2023年8月26日土曜日

白水稲荷神社

 白水稲荷神社(宮城県仙台市青葉区台原1丁目6−1)


 仙台市青葉区の台原公園の中に社があります。



















 近年、仙台市がこの公園を整備し直したようです。神社のほか、子ども用の遊具、花壇なども整然と配置されていて、ていねいに管理されています。かつては人気のない林の中にあり、心霊スポットでもあったようですが、今はその面影はありません。

 神社の由来については、仙台城址にある白水稲荷大神から分祀されたという説、奥州藤原氏との関連を示唆する説など諸説あるようです。

 ネットで仙台の郷土史家三原良吉氏(1897-1982)による論考「白水稲荷神社縁起」を見つけたので、少し長いですが引用します。

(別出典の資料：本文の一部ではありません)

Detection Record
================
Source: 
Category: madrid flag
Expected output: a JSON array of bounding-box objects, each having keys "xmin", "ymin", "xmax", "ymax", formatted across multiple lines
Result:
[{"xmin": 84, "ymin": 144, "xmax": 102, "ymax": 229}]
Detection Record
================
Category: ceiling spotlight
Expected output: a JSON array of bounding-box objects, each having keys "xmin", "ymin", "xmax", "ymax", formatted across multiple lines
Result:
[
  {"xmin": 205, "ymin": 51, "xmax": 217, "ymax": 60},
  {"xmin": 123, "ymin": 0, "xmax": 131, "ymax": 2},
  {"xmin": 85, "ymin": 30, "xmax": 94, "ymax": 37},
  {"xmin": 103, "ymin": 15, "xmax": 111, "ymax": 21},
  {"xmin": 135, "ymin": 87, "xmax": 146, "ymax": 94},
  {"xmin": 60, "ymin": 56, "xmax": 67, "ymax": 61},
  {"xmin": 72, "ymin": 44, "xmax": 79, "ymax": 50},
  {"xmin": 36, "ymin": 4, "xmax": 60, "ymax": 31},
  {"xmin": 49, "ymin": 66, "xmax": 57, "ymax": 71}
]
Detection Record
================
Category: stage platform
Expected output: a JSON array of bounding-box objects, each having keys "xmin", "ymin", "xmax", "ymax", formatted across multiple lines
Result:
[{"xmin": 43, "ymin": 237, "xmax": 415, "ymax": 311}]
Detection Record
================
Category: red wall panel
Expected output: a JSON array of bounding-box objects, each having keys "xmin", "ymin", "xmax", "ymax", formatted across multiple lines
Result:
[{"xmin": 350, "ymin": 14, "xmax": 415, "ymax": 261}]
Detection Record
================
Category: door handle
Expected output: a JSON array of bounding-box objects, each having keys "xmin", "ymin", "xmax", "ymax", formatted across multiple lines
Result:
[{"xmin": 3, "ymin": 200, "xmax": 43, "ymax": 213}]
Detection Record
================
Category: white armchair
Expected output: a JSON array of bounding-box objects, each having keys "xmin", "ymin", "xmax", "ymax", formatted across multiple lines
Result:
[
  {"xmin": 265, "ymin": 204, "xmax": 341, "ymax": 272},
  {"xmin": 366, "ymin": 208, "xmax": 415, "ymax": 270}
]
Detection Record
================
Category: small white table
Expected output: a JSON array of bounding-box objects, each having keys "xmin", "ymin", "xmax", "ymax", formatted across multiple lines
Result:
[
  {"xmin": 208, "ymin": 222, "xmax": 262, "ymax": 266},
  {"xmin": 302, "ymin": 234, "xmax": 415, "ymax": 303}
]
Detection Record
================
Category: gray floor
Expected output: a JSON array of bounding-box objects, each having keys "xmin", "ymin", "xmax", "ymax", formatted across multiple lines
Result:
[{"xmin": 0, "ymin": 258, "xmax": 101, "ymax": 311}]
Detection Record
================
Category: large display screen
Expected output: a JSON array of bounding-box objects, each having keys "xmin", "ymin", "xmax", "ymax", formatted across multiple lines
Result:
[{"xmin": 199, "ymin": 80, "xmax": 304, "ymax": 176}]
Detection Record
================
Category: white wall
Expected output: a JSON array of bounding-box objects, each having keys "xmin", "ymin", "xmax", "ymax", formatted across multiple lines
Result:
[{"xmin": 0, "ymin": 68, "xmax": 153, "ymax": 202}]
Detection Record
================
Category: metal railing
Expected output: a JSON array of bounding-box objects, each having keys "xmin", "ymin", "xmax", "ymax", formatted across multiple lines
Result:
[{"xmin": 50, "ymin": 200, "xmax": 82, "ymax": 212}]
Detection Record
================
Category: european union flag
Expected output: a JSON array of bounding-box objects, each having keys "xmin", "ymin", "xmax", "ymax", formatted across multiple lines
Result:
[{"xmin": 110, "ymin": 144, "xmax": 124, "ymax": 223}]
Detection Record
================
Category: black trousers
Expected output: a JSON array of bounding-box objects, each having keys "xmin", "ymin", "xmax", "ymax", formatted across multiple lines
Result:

 白水稲荷は、もと青葉ケ崎に在り、慶長五年藩祖伊達政宗公仙台築城当り之を杉山台の原に奉還せりといゝ伝うも、創建はそれよりも更に古きが如し、社寺は古の国府中山(こふのなかやま)と称せる地にして、この地と国府の関係は不明なるも藤原相之助氏の説によれば武隅国府が貞観十一年の大津波により潰敗せし時、この地に移されし事ありし為めなるべしと云えり。この地一帯は平泉藤原氏時代には信夫荘司(しのぶのしょうじ)佐藤基治(もとはる)の所領たりき。基治は有名なる嗣信、忠信の父にして夫人は藤原清衡の季子清綱の女(じょ)なりしが嫁するに当り清衡の護持仏たりし十一面漢音を奉持し来たりしかば、基治十一面観音を本地仏とする天神を現在の台ノ原一本松の地に祀り麓に別当大松寺を建て、観音を安置せり。一本松を元天神と称することはこの為めなり。
 又台ノ原の北方八乙女の白水阿弥陀堂ありて古瓦を出土す。同名の白水阿弥陀堂は石城郡内郷にも在りて石城の地頭岩城則道の夫人徳尼の建つる処、今国宝に指定さる。徳尼は藤原基衡の女(じょ)にして、白水の名は故郷平泉の泉の字を二分して白水と号せりといゝ伝う。
 されば八乙女の白水阿弥陀堂も平泉と関係ありしが如く基治夫人などの建立にあらざるなきかを思わしむ。これと同名の本社白水稲荷は倉稲魂神(うかのみたまのかみ)を祭神とし、白水阿弥陀堂の鎮守たる地主神として祀れるものなる可く古は大社なりしと思わる。本社が平泉と関係ありと思料さるゝは社地の背後に東鑑(あづまかがみ)に記されし国府中山物見ケ丘の在る事之なり。
 こは国府の台の原に在りし頃の物見にして、文治五年八月源頼朝の平泉征伐に当り藤原泰衡ここに軍兵を屯せしめ鎌倉勢と一戦せること東鑑に明記あり。
 要するに中世仙台地方の記録の存するもの無く本社亦記録を失いしも平泉時代藤原氏の一族たりし佐藤基治の祀る処に係るが如し。